U.S. Republican presidential candidate Mitt Romney was the winner in six of the 10 states that held nominating contests Tuesday, including a narrow victory in the crucial battleground state of Ohio
The win in Ohio over his main rival, former U.S. Senator Rick Santorum, was by a margin of just one percent. Romney also secured primary victories in Vermont, Virginia and Massachusetts as well as caucus election wins in Idaho and Alaska.
Speaking in Boston, Romney predicted that he would eventually win the nomination and face President Barack Obama in the November election.
“Tonight we are doing some counting. We are counting up the delegates for the convention and it looks good. And we are counting down the days until November and that looks even better. We are going to take your vote – a huge vote tonight in Massachusetts – and take that victory all the way to the White House.”
More than one-third of the 1,144 delegates needed to win the Republican nomination were up for grabs on Super Tuesday — more than all of the previous primaries and caucuses combined.
Romney is far ahead in the delegate count and he had hoped “Super Tuesday” would establish him as the inevitable nominee. But he has failed to attract support from working-class voters and religious conservatives, who have flocked to Santorum.
Santorum won Tuesday's nominating contests in North Dakota, Oklahoma, and Tennessee, in hopes of regaining the momentum that helped him win three states in one day in last month. He celebrated his victories during a rally in Ohio, hours before that state's results were announced.
“Tonight it's clear, it's clear, we've won races all over this country against the odds when they thought 'Okay, he's finally finished.' We keep coming back. We are in this thing, we are in this thing not because I so badly want to be the most powerful man in this country. It's because I want so badly to return the power to you in this country.”

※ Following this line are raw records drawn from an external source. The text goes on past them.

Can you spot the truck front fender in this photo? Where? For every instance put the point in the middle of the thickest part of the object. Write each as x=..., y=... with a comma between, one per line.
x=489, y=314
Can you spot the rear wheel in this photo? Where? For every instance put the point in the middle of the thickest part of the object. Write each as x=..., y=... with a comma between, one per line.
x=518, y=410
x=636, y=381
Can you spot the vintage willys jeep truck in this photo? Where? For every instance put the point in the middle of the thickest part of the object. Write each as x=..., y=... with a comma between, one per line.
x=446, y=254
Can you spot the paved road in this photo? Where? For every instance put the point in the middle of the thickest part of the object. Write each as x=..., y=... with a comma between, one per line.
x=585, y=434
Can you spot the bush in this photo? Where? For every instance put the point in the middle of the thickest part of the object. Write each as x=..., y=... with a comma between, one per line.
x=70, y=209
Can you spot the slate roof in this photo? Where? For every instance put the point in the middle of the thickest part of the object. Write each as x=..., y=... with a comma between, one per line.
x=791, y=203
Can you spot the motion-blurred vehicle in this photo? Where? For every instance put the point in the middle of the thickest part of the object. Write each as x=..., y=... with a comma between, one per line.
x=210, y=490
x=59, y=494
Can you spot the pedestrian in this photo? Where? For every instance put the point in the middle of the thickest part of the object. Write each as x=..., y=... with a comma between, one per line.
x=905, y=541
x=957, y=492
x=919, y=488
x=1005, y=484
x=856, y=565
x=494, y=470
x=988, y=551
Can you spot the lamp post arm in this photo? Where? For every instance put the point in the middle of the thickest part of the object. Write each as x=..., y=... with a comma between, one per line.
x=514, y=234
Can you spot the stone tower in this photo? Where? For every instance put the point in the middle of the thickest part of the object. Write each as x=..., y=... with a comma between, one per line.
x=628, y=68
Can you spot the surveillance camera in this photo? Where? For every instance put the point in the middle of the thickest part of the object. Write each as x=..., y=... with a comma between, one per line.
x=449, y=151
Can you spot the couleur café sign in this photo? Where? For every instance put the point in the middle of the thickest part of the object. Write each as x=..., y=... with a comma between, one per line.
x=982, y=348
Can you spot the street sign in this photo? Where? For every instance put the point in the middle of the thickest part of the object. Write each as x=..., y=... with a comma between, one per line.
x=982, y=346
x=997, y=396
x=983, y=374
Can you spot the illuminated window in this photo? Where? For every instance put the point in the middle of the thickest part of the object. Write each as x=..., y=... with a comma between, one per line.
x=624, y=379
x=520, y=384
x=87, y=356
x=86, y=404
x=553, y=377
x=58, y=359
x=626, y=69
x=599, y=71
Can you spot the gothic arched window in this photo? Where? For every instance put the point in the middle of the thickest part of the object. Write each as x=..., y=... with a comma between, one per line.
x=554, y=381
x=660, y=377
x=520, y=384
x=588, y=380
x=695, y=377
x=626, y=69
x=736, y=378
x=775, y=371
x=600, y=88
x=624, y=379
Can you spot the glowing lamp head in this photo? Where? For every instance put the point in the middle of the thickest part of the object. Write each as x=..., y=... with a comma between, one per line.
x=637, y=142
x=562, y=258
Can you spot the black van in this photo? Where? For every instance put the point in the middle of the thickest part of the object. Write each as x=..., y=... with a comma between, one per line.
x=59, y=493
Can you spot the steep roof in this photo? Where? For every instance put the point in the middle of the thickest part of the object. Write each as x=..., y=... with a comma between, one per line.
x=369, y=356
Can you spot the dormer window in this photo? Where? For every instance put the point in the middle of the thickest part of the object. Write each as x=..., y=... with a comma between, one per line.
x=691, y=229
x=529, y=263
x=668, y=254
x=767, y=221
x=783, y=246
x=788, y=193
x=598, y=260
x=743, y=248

Former U.S. House speaker Newt Gingrich won Georgia, the southeastern state he represented in Congress for two decades. He spoke to cheering supporters in Atlanta.
“Let me be very clear. I believe that I am the one candidate who has the ability to debate Barack Obama decisively this fall.”
Representative Ron Paul, who has yet to win a nominating contest, rallied supporters Tuesday in North Dakota with his anti-war stance.
“Because there are a bunch of people up in Washington right now, and other candidates, (who say) that we can't wait until we go into Syria, into Iran. That makes no sense, we can't afford it, it won't help it (the situation), and it won't give us more defense.”
The Republican party will formally nominate its presidential candidate at the national nominating convention in Tampa, Florida, in late August.